[RPG] a radius on a square grid

battle-mapdnd-3.5espells

So last night, my D&D group ran into an interesting question. The spell Entangle says:

Area: plants in a 40-ft radius spread.

We (like a lot of people, I think) play D&D on a square grid, where each square represents a 5'x5' area. In that context, how do you find the area when you're given a radius?

The books seem unclear, probably since the definition of a radius is fairly simple. My suggestion was to treat it the way you treat range: start at the center, and any square you can get to with 8 five-foot 'steps' is affected. Someone else thought it should be a square that was 80'x80'; that is, a 'circle' that's 80 feet across, since a lot of other 'circles' in D&D are actually treated as squares. That's a simply huge area, though — bigger than the board we use. We wound up using a 40×40 square, since my counting would take more time and the 80×80 square was huge. 40×40 was still big enough to encompass the entire fight.

My question: how does a radius measurement (and by extension, circles in general) work on a square grid?

Best Answer

You can extrapolate from these spell area diagrams and the rules for determining the exact radius in squares.

Spell Areas

Regardless of the shape of the area, you select the point where the spell originates, but otherwise you don't control which creatures or objects the spell affects. The point of origin of a spell is always a grid intersection.
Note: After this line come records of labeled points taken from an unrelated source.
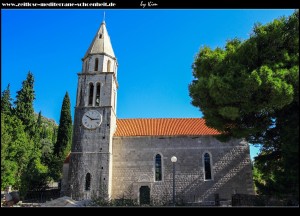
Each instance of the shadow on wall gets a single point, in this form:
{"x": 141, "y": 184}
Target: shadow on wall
{"x": 233, "y": 164}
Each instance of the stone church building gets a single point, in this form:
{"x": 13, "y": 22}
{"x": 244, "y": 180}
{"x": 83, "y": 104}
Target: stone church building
{"x": 120, "y": 157}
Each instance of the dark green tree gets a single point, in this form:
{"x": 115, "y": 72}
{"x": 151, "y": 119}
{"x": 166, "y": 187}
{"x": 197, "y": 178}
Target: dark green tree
{"x": 16, "y": 151}
{"x": 6, "y": 106}
{"x": 39, "y": 120}
{"x": 64, "y": 137}
{"x": 250, "y": 89}
{"x": 24, "y": 104}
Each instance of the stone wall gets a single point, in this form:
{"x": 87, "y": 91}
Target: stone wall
{"x": 134, "y": 160}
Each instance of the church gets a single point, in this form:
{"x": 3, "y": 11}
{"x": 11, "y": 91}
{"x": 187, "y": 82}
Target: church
{"x": 159, "y": 160}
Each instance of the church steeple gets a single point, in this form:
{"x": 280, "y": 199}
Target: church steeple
{"x": 101, "y": 43}
{"x": 95, "y": 120}
{"x": 100, "y": 56}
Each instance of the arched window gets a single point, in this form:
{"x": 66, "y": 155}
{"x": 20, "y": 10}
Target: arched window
{"x": 88, "y": 181}
{"x": 96, "y": 64}
{"x": 91, "y": 92}
{"x": 97, "y": 102}
{"x": 108, "y": 66}
{"x": 207, "y": 167}
{"x": 158, "y": 170}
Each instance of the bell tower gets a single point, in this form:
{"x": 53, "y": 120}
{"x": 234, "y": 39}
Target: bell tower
{"x": 90, "y": 172}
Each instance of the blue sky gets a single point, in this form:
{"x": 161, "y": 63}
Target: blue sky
{"x": 155, "y": 51}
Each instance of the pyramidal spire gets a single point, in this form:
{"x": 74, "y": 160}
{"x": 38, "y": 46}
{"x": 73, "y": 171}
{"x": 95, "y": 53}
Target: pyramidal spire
{"x": 101, "y": 43}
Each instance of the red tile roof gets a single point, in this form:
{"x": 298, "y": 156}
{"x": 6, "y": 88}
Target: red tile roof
{"x": 163, "y": 127}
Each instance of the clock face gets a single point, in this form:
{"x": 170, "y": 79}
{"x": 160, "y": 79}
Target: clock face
{"x": 91, "y": 119}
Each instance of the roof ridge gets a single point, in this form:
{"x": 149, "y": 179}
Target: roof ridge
{"x": 157, "y": 118}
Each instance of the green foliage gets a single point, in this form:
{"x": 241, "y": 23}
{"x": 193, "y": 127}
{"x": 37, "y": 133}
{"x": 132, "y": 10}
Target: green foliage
{"x": 64, "y": 138}
{"x": 24, "y": 104}
{"x": 251, "y": 89}
{"x": 26, "y": 142}
{"x": 16, "y": 150}
{"x": 6, "y": 106}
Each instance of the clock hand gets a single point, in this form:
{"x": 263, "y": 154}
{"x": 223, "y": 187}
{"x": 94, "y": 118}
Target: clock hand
{"x": 88, "y": 117}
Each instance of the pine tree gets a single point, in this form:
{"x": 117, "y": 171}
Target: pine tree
{"x": 6, "y": 106}
{"x": 24, "y": 104}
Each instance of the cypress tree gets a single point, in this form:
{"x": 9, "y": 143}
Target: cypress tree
{"x": 6, "y": 106}
{"x": 24, "y": 104}
{"x": 64, "y": 138}
{"x": 64, "y": 134}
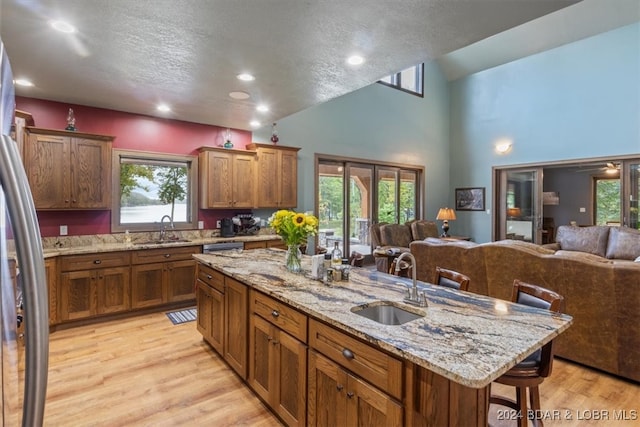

When determining whether a given creature is within the area of a spell, count out the distance from the point of origin in squares just as you do when moving a character or when determining the range for a ranged attack. The only difference is that instead of counting from the center of one square to the center of the next, you count from intersection to intersection.

You can count diagonally across a square, but remember that every second diagonal counts as 2 squares of distance. If the far edge of a square is within the spell's area, anything within that square is within the spell's area. If the spell's area only touches the near edge of a square, however, anything within that square is unaffected by the spell.

(The diagram and text are from Pathfinder, but these rules have not changed since 3.5.)